Interview mit Ex-WSV-Vorsitzendem Friedhelm Runge "Lebendigen Verein übergeben"

Wuppertal · WSV-Finanzvorstand Lothar Stücker hatte in der Rundschau gesagt: "Fakt ist, dass der Verein überschuldet und zahlungsunfähig war. Zum Glück konnten wir den völligen Untergang vermeiden." Worte, die der ehemalige Vorsitzende Friedhelm Runge nicht auf sich sitzen lassen will.

Januar 2013: Friedhelm Runge erklärt seinen Rücktritt.

Foto: Dirk Freund

Rundschau: Herr Runge, warum ergreifen Sie jetzt nach so langer Zeit das Wort?

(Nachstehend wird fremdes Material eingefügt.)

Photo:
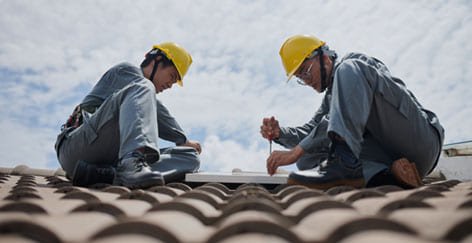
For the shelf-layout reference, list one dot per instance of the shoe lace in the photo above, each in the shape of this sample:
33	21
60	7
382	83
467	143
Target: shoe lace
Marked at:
140	163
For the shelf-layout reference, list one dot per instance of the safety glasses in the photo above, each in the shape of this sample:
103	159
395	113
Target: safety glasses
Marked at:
305	77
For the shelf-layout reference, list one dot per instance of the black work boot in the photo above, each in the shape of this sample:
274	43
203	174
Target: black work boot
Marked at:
341	168
86	174
132	171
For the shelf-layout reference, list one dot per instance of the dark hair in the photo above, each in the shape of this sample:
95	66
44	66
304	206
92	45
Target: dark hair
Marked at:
164	60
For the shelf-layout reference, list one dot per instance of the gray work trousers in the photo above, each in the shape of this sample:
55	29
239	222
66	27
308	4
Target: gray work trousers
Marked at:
381	123
124	122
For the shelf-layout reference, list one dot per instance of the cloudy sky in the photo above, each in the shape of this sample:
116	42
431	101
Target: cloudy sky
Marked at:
52	53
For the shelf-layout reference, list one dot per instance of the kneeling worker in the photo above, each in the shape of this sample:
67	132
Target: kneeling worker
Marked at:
112	136
369	126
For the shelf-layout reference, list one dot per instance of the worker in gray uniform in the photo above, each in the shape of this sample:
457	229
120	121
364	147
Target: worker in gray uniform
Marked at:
112	136
368	125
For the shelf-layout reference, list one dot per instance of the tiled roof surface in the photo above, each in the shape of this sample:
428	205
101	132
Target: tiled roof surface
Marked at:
42	205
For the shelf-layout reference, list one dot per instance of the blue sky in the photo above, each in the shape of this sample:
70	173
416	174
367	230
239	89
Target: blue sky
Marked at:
52	52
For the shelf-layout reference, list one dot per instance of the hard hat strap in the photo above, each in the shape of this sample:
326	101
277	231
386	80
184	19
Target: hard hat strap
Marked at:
154	69
323	71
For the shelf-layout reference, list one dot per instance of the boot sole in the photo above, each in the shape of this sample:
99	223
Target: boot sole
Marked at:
359	183
139	185
406	173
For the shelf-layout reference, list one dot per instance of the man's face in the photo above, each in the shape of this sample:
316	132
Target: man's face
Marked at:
309	73
165	77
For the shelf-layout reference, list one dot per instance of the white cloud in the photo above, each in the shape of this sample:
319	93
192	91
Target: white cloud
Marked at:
57	50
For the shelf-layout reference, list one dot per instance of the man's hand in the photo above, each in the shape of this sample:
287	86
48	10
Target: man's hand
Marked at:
193	144
280	158
270	128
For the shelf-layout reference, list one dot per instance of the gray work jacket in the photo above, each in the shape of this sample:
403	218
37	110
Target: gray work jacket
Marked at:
122	75
312	136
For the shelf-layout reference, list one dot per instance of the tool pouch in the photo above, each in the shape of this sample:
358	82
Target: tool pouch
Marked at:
77	117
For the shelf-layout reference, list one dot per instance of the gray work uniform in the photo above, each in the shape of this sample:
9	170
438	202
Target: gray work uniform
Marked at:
128	116
378	117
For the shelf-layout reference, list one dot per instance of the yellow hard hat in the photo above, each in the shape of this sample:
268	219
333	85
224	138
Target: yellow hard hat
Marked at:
178	55
295	50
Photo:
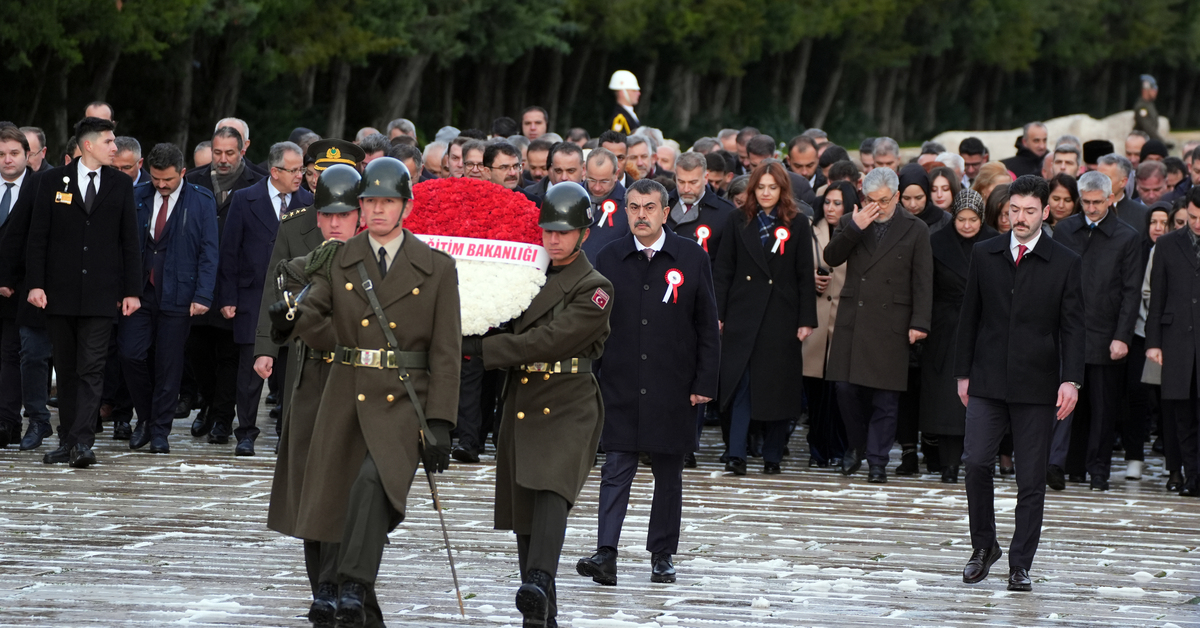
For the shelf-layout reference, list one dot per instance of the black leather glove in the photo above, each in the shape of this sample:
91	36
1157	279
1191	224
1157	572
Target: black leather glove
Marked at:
437	456
279	314
473	346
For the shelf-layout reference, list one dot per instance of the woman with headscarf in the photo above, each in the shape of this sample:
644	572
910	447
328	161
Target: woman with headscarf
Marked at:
827	432
945	414
915	197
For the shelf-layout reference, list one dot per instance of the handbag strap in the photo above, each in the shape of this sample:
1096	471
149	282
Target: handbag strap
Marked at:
391	344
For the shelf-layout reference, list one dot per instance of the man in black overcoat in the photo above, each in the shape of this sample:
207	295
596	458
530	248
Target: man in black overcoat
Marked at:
1113	276
84	268
1171	339
1019	356
660	366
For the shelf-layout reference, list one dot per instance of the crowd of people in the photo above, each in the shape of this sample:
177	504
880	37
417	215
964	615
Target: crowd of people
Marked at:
809	285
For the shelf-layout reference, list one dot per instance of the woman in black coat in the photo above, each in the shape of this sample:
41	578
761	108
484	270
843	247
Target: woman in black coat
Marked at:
942	411
766	300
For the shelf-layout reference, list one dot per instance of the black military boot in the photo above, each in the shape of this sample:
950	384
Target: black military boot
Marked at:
351	612
533	598
324	606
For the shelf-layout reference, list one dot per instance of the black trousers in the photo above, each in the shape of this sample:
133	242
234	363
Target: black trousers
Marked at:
81	350
870	417
666	509
988	419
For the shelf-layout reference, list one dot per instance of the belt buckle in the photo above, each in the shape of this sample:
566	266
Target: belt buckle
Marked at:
371	358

Runge: Seit meinem Rücktritt im Januar 2013 habe ich keinen Kommentar mehr in der Öffentlichkeit getätigt. Da aber das Hauen und Stechen der "Initiative 2.0" in meine Richtung nicht aufhört und immer wieder in dem Vorwurf gipfelt, dass ich den Verein mit 5,4 Millionen Euro Schulden im Stich gelassen hätte und eine Insolvenz absolut notwendig gewesen sei, muss ich mich melden.

Rundschau: War der WSV denn nicht zahlungsunfähig?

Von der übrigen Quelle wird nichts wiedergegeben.